Trying to use BBMap clumpify to remove duplicates in WGS Illumina PE reads. But its throwing an error:
Exception in thread "Thread-6" Exception in thread "Thread-5" Exception in thread "Thread-5" Exception in thread
"Thread-6" java.lang.AssertionError: SRR9845570.201 D00656:415:HYN72BCX2:1:1108:1112:3886 length=151
at hiseq.FlowcellCoordinate.setFrom(FlowcellCoordinate.java:53)
at clump.ReadKey.<init>(ReadKey.java:46)
at clump.ReadKey.<init>(ReadKey.java:33)
at clump.ReadKey.makeKey(ReadKey.java:23)
at clump.KmerComparator.hash_inner(KmerComparator.java:79)
at clump.KmerComparator.hash(KmerComparator.java:70)

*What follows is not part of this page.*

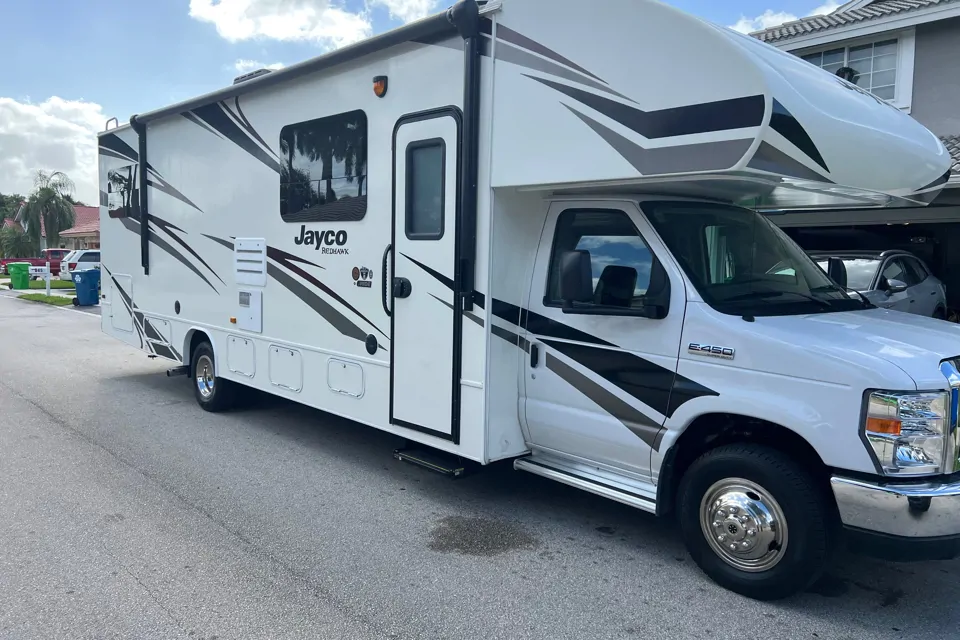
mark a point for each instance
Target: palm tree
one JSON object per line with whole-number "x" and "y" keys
{"x": 14, "y": 243}
{"x": 49, "y": 203}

at clump.KmerComparator.hash(KmerComparator.java:66)
at clump.KmerSort$FetchThread1.run(KmerSort.java:394)
java.lang.AssertionError: SRR9845570.1 D00656:415:HYN72BCX2:1:1108:1385:2052 length=151
at hiseq.FlowcellCoordinate.setFrom(FlowcellCoordinate.java:53)
at clump.ReadKey.<init>(ReadKey.java:46)
at clump.ReadKey.<init>(ReadKey.java:33)
at clump.ReadKey.makeKey(ReadKey.java:23)
java.lang.AssertionError: SRR9845571.1 D00656:382:HT5CFBCX2:1:1106:1366:2160 length=101 at
clump.KmerComparator.hash_inner(KmerComparator.java:79)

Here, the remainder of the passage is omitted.